Fleet-based model updating for design optimization and structural health monitoring (SHM)
To date, we see a discrepancy between modal properties as calculated during the design stage, and the modal properties which are identified from built offshore wind turbines. With this research project we want to bridge the gap between characteristics obtained from existing integrated finite element models and measured characteristics from operational turbines, by developing a fleet-based model updating strategy.
Being able to calibrate finite element models such they effectively represent built turbines is essential for e.g. model based response extrapolation techniques which allow to derive virtual measurements at arbitrary locations on the structure, based on a limited set of response measurements from easily accessible locations of the structure.
In the initial stage of this project the goal was to clearly delineate and explore the feasibility as well as technical challenges which come with the goal of performing a fleet-based / fleet-wide model updating. Therefore an extensive sensitivity study has been performed on 50 turbine specific integrated FE models which resemble all turbines located within an offshore wind farm in the Belgian north sea. The results obtained from this study have been compared to identified natural frequencies on the as-built counterparts, resulting in a inventory of discrepancies between the first two fore-aft and side-side frequencies for a complete wind farm.
Based on this study, a research strategy will be formulated with the aim to investigate the feasibility to use (long-term) resonance frequency measurements to (continuously) update a site-specific dynamic model of an individual wind turbine. The second step is to exploit the availability of response measurements at different sites as well as the similarities between structural and environmental aspects at these sites in order to improve the conditioning of the inverse updating problem. The final objective is to simultaneously update dynamic models of an entire fleet.

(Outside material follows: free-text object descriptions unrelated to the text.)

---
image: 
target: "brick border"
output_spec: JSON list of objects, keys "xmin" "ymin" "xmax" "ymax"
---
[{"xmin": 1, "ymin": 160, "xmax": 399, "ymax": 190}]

The results of this research serve to:
1. Identifying modelling uncertainties related to e.g. the soil stiffness and/or soil-structure-interaction on a farm wide level. Using the optimized soil profiles a comparison can be made with design, allowing to create valuable insights on assumptions and current methods.
2. Accurate finite element models will allow to improve existing fatigue monitoring techniques. To this end, model based response extrapolation techniques can be employed, which allow to translate a limited set of response measurements into response estimates at arbitrary locations on the structure.